Your client will likely be scared to death to get on the stand. You should have spent all necessary time with them before taking the stand. I always prefer that my client tell the jury the answers to my questions, not me. In other words, I want my client to feel comfortable making eye contact with the jury from time to time. However, this can make matters worse if your client has a fear of speaking in public. In that case, I stand as close as the judge will allow me to the jury stand and speak to the client from there. I don’t think that there is a wrong way to do this.
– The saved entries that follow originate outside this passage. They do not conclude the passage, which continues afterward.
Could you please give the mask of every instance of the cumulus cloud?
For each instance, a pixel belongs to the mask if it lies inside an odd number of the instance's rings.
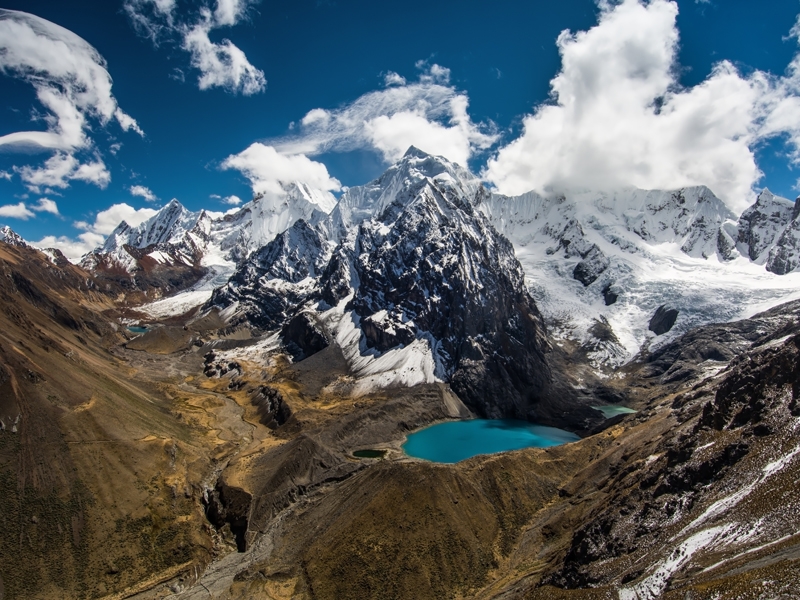
[[[155,45],[163,40],[180,42],[189,53],[192,67],[199,71],[197,84],[201,90],[220,87],[249,96],[266,88],[264,72],[254,67],[233,42],[213,42],[210,33],[241,22],[256,1],[217,0],[215,8],[204,4],[189,16],[178,15],[174,0],[126,0],[124,9],[134,28]]]
[[[80,151],[94,146],[92,126],[115,121],[123,131],[143,135],[111,93],[103,57],[71,31],[28,13],[0,9],[0,72],[21,79],[44,107],[45,131],[17,131],[0,136],[0,147],[50,150],[44,166],[16,168],[33,191],[39,185],[67,187],[80,179],[104,187],[110,175],[98,159],[79,164]],[[43,183],[37,183],[43,182]],[[46,183],[44,183],[46,182]]]
[[[49,198],[40,198],[37,204],[29,206],[24,202],[19,204],[6,204],[0,206],[0,217],[11,217],[13,219],[22,219],[27,221],[36,216],[37,212],[46,212],[52,215],[58,215],[58,204]]]
[[[35,216],[36,215],[31,212],[27,206],[25,206],[24,202],[0,206],[0,217],[11,217],[12,219],[22,219],[23,221],[27,221],[31,217]]]
[[[132,185],[128,188],[131,196],[139,196],[147,200],[147,202],[155,202],[158,197],[150,190],[150,188],[143,185]]]
[[[507,194],[703,184],[745,207],[762,175],[757,144],[788,134],[798,148],[800,62],[774,77],[722,61],[681,88],[677,14],[667,0],[602,2],[595,27],[562,32],[552,102],[524,118],[484,176]]]
[[[335,110],[315,108],[292,135],[272,141],[282,154],[314,156],[323,152],[376,150],[387,162],[415,145],[462,165],[497,140],[494,126],[474,123],[469,99],[449,84],[450,70],[418,63],[418,81],[384,77],[389,86],[369,92]]]
[[[97,248],[104,240],[104,236],[87,231],[81,233],[77,239],[64,235],[46,235],[38,241],[31,242],[31,245],[35,248],[58,248],[69,260],[75,261]]]
[[[43,198],[46,200],[46,198]],[[39,206],[44,206],[40,201]],[[55,206],[55,203],[53,203]],[[37,208],[34,208],[37,210]],[[117,228],[122,221],[135,227],[158,211],[152,208],[134,208],[124,202],[114,204],[105,210],[101,210],[95,215],[94,222],[76,221],[73,225],[82,230],[76,238],[69,236],[48,235],[42,239],[31,242],[37,248],[58,248],[68,259],[75,261],[87,252],[91,252],[101,246],[106,236]]]
[[[222,203],[229,206],[239,206],[242,203],[242,199],[239,198],[239,196],[231,194],[227,198],[223,198]]]
[[[97,235],[108,235],[117,228],[122,221],[131,227],[144,223],[158,211],[152,208],[134,208],[125,202],[114,204],[97,213],[94,223],[78,221],[75,226]]]
[[[222,168],[235,169],[244,174],[256,194],[283,196],[283,186],[292,181],[302,181],[314,189],[328,193],[342,187],[336,178],[330,176],[322,163],[303,154],[281,153],[260,142],[226,158]]]

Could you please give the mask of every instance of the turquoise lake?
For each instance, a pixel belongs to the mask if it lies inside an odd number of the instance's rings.
[[[576,442],[574,433],[513,419],[448,421],[408,436],[403,451],[414,458],[457,463],[478,454],[547,448]]]
[[[128,331],[130,331],[131,333],[147,333],[147,327],[137,327],[137,326],[128,327]]]

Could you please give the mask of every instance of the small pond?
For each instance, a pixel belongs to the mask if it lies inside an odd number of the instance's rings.
[[[138,325],[133,325],[128,327],[128,331],[131,333],[147,333],[147,327],[139,327]]]
[[[576,442],[574,433],[514,419],[473,419],[431,425],[408,436],[409,456],[438,463],[457,463],[478,454],[520,448],[547,448]]]
[[[632,415],[636,411],[632,408],[628,408],[627,406],[593,406],[595,410],[599,410],[603,413],[603,416],[606,419],[610,419],[611,417],[616,417],[617,415]]]
[[[356,458],[383,458],[386,450],[356,450],[353,456]]]

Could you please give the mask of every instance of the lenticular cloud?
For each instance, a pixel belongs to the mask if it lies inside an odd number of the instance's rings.
[[[800,59],[784,77],[722,61],[682,88],[677,14],[666,0],[602,3],[595,27],[562,32],[552,102],[524,118],[484,176],[506,194],[707,185],[733,210],[749,204],[759,142],[788,134],[800,159]]]
[[[106,62],[88,42],[71,31],[25,12],[0,9],[0,72],[26,81],[47,111],[45,131],[17,131],[0,136],[0,147],[54,151],[43,166],[15,167],[34,192],[65,188],[71,180],[105,187],[110,174],[95,155],[77,157],[94,147],[92,125],[116,121],[123,131],[144,135],[111,93]],[[93,123],[94,122],[94,123]]]

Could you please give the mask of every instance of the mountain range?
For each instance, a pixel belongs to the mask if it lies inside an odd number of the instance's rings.
[[[339,268],[350,268],[342,251],[357,237],[353,232],[368,223],[391,226],[387,219],[397,215],[390,206],[414,203],[414,190],[423,181],[483,215],[511,242],[551,333],[580,343],[598,366],[618,366],[692,327],[749,316],[797,297],[800,214],[794,202],[769,190],[738,217],[702,186],[506,197],[489,192],[458,165],[413,147],[375,181],[349,188],[335,206],[299,182],[286,186],[284,195],[257,196],[224,216],[192,213],[173,200],[137,227],[121,223],[80,264],[117,283],[150,290],[151,297],[188,288],[172,308],[169,302],[143,307],[152,314],[199,305],[214,290],[219,290],[214,305],[222,308],[225,294],[233,298],[236,288],[253,285],[248,277],[264,278],[258,263],[266,245],[295,226],[287,235],[303,241],[294,241],[324,249],[308,249],[314,256],[306,257],[315,262],[311,279],[320,287],[332,257]],[[305,234],[297,230],[300,220]],[[432,232],[429,239],[435,237]],[[284,272],[264,282],[299,289],[295,284],[308,276]],[[295,294],[291,302],[301,296],[307,294]],[[655,335],[649,324],[660,307],[677,311],[677,317],[671,331]],[[255,319],[255,309],[247,310]],[[263,319],[253,324],[278,326]]]
[[[0,229],[0,597],[791,598],[796,207],[412,147],[79,264]],[[402,449],[476,417],[581,439]]]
The most important part is your client’s comfort. Don’t use notes while questioning your client. Just talk to them. I approach my client’s testimony as a conversation. The jury is just listening to this conversation. You are asking what happened to them. This is their only chance to tell their story. The rules about not leading are important for credibility reasons. However, from time to time you may need to lead a timid client. Some people freeze while testifying. They might give shorter answers than you want or even may forget things. Make sure you cover all bases – the incident, including what they experienced during it and the aftermath. The jury needs to fully understand what happened and its impact.
Be a storyteller
As trial lawyers, we are all storytellers. We are the conduit through which our client tells his or her story. Each witness should have purpose. And, you should not be the star of the direct examination – you should fade into the background.
Christa Ramey is an of Counsel with Abir, Cohen, Trezon & Salo in Los Angeles and has worked exclusively representing plaintiffs in personal injury matters throughout her career. Her practice areas are focused on representing children in school bullying and sex abuse cases.